9. Rozwijać elektroforezę do uzyskania odpowiedniego rozdziału przy napięciu 120 V.
10. Obejrzeć żel na transiluminatorze UV, w przypadku niedostatecznego rozdziału
można kontynuować elektroforezę.
11. Wykonać dokumentację żelu.
D. Wyznaczanie wielkości otrzymanych fragmentów restrykcyjnych.
Za pomocą programu dostępnego na stronie http://rebase.neb.com (REBASE Tools;
Theoretical digest with all REBASE prototypes) wyznaczyć wielkości otrzymanych w
wyniku trawienia REazą MspI fragmentów restrykcyjnych DNA pBR322.
E. Wyznaczanie wielkości fragmentu PCR na podstawie wzorca DNA.

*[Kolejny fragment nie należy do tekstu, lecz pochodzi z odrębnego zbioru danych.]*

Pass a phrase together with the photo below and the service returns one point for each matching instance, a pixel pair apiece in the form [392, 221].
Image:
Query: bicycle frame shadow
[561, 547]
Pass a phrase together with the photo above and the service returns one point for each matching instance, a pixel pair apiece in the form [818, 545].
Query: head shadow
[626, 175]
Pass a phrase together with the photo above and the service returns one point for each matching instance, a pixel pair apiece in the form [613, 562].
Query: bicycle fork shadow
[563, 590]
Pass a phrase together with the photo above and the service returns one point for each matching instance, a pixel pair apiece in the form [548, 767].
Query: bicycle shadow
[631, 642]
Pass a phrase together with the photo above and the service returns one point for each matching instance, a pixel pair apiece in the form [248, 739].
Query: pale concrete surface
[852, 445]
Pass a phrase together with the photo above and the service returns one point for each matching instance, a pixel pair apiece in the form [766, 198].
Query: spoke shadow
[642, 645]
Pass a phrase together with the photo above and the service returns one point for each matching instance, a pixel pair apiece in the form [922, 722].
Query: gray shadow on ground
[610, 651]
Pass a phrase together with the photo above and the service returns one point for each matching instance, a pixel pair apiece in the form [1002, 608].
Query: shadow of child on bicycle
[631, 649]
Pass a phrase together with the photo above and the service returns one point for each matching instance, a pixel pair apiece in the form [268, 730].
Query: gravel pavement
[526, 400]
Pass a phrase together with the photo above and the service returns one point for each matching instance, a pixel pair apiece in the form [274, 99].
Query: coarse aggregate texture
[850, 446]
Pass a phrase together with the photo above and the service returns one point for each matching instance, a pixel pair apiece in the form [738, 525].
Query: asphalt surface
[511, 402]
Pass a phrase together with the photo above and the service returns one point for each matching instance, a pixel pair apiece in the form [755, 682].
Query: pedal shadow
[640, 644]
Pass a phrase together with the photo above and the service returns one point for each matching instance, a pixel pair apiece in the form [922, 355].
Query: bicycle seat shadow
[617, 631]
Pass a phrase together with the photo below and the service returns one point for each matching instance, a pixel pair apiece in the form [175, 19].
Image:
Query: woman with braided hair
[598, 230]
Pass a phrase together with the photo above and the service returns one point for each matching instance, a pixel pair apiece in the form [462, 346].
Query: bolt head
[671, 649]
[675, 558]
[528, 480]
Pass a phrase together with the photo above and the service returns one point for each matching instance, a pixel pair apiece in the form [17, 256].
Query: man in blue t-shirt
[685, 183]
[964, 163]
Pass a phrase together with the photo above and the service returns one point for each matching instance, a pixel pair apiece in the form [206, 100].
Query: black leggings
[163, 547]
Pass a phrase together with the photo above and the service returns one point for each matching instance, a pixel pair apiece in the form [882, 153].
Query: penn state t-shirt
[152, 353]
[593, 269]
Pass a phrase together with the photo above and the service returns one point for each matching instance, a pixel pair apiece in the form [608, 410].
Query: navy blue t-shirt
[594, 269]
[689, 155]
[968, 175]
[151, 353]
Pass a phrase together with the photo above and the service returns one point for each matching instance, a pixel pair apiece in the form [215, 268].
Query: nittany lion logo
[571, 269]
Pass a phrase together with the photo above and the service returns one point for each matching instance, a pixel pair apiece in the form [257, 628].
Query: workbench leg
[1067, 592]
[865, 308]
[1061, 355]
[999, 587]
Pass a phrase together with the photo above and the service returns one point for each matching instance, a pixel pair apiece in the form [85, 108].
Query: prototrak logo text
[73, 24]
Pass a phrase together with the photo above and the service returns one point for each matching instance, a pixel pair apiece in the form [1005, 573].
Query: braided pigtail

Na podstawie ustalonej według pkt. E długości fragmentów DNA wzorca (trawienia
pBR322/MspI) oszacować długość (pz) nieznanego fragmentu PCR.
SPRAWOZDANIE:
W sprawozdaniu z wykonanego ćwiczenia należy umieścić krótki wstęp teoretyczny. Podać
cel ćwiczenia i opisać poszczególne jego etapy. Przeprowadzić analizę żelu (umieścić zdjęcie
żelu wraz z opisem). Przeprowadzić dyskusję wyników i podać wnioski.
Dodatkowo w sprawozdaniu należy porównać efektywność rozdziału krótkich fragmentów
DNA w stosunku do wykonywanej w trakcie ćwiczenia 10 elektroforezy poliakrylamidowej
oraz porównać i przedyskutować sposób migracji różnych form DNA.